The first time Paula Varney entered Maine’s moose lottery, her son, B.J., was in diapers.

The first time Varney won the moose lottery was last night, and her son is old enough, and lucky enough, to go with her.

“I’m excited. I’ve been waiting 22 years to do this,” said Varney, of Turner.

Varney was one 2,895 out of 73,755 applicants to win a moose permit in the annual moose lottery drawn last night at Northeastland Hotel in Presque Isle. She and 22-year-old B.J. both won bull permits for District 5, north of Baxter State Park, for Sept. 27 through Oct. 2.

“That’s awesome. We have a camp at Moosehead, so we’ll be there together,” said Varney, who was a subpermittee when her husband Brad Sr. bagged a cow a couple of years ago. “There’ll be a crowd there.”

B.J. Varney also won his first permit, though he once helped a friend tag a 900-pound bull with a 16-inch spread as a subpermittee.

“It’s going to be hard to top that, but we’re going to try,” B.J. Varney said. “My cousin laughs at me (for preferring a bull), but I go for the horns, not the meat.”

Varney’s cousin, Jason Dunn of Greene, also won a permit, though in District 6, in the Presque Isle/Caribou area.
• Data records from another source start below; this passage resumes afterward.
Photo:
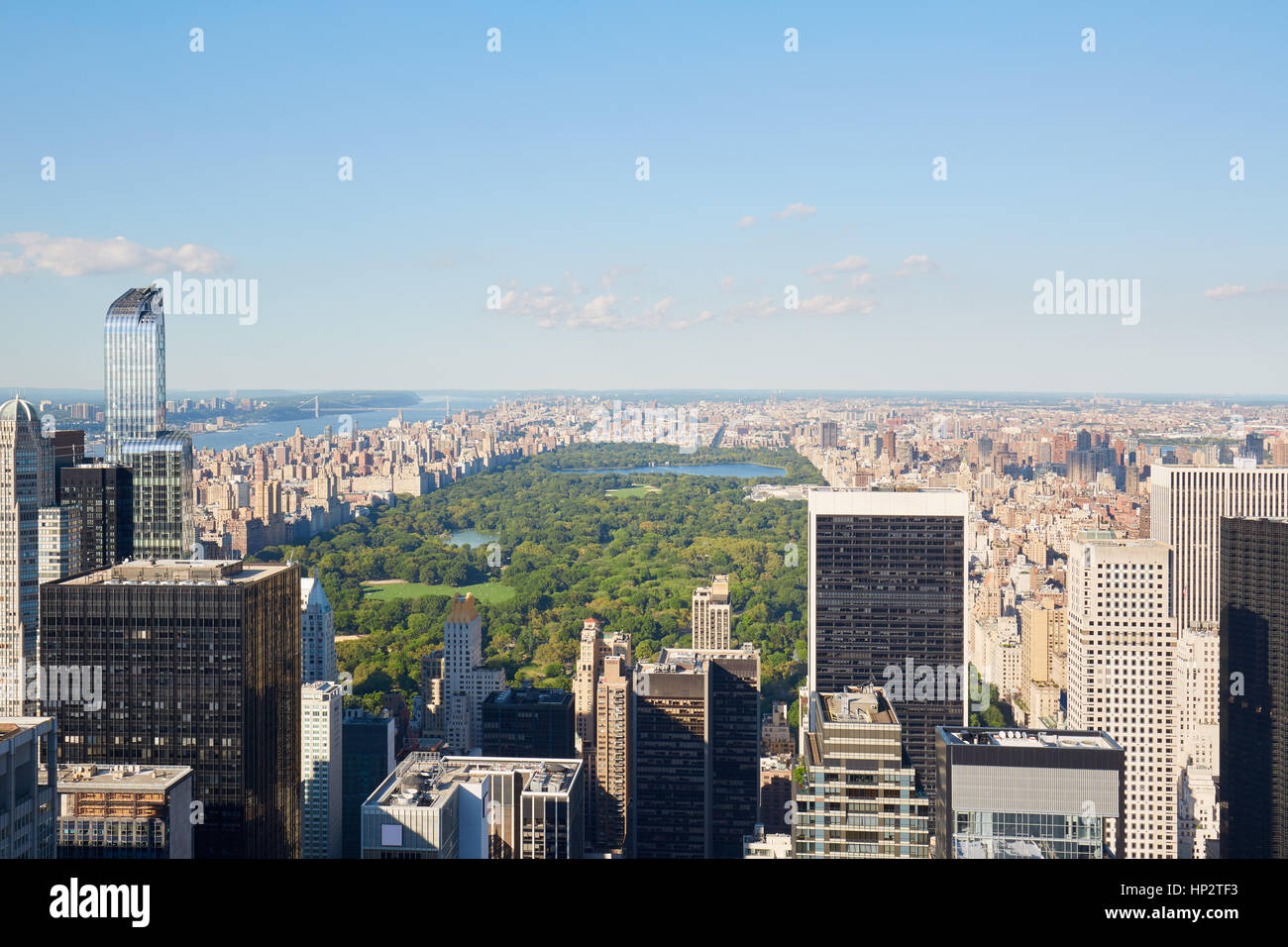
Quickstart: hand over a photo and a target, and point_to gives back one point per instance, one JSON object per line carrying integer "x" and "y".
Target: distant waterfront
{"x": 267, "y": 432}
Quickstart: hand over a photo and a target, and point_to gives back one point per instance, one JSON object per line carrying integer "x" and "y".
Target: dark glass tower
{"x": 200, "y": 668}
{"x": 531, "y": 722}
{"x": 136, "y": 432}
{"x": 888, "y": 605}
{"x": 103, "y": 495}
{"x": 1254, "y": 681}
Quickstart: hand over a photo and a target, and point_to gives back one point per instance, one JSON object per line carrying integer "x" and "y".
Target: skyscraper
{"x": 1122, "y": 674}
{"x": 26, "y": 486}
{"x": 1029, "y": 793}
{"x": 103, "y": 495}
{"x": 321, "y": 770}
{"x": 858, "y": 797}
{"x": 136, "y": 432}
{"x": 1254, "y": 688}
{"x": 465, "y": 681}
{"x": 612, "y": 789}
{"x": 888, "y": 592}
{"x": 317, "y": 633}
{"x": 200, "y": 668}
{"x": 711, "y": 616}
{"x": 1186, "y": 505}
{"x": 697, "y": 753}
The Varney family’s luck Wednesday night would have made Dale Carlton jealous any other year. Carlton has bought six chances in the lottery every year since its inception in 1980 and didn’t win until his number was drawn for an antlerless permit last night.

“I got a whole bunch of bonus chances for never having been picked,” said the 59-year-old Dixfield man.

Residents could buy one chance for $8, three for $13 or six for $23. Non-residents had to pay $13 for one chance or up to $53 for multiples of 10 chances. Applicants who had not won in the previous lottery or lotteries were allotted one bonus point for each consecutive year they applied and were not selected.

Applicants must wait at least two years since winning their last permit before entering the lottery again, which is what Patrick Linck of Minot did before winning his second permit this year.

Linck hopes to have the same success he had when he shot a 400-pound bull west of Baxter State Park in 2001, though he’d like to have a little more time to enjoy it this year.

“I was in the middle of building a house,” said Linck, 41, who won a bull permit for District 3 in northeast Aroostook County this year. “I went up there and got business done by noontime on the first day and went back home and got right back to work. It wasn’t the most pleasurable experience.”

Linck’s chances of getting a second moose, or in Carlton and the Varneys case, their first one, are very good. Last year, 2075 out of 2,593 permitted hunters, 80 percent, killed a moose.

The season is split into two parts – Sept. 27 through Oct. 2 and Oct. 11-16. Winners were assigned one of those two weeks as well as what district they could hunt in, based on the order drawn and their highest-listed preference.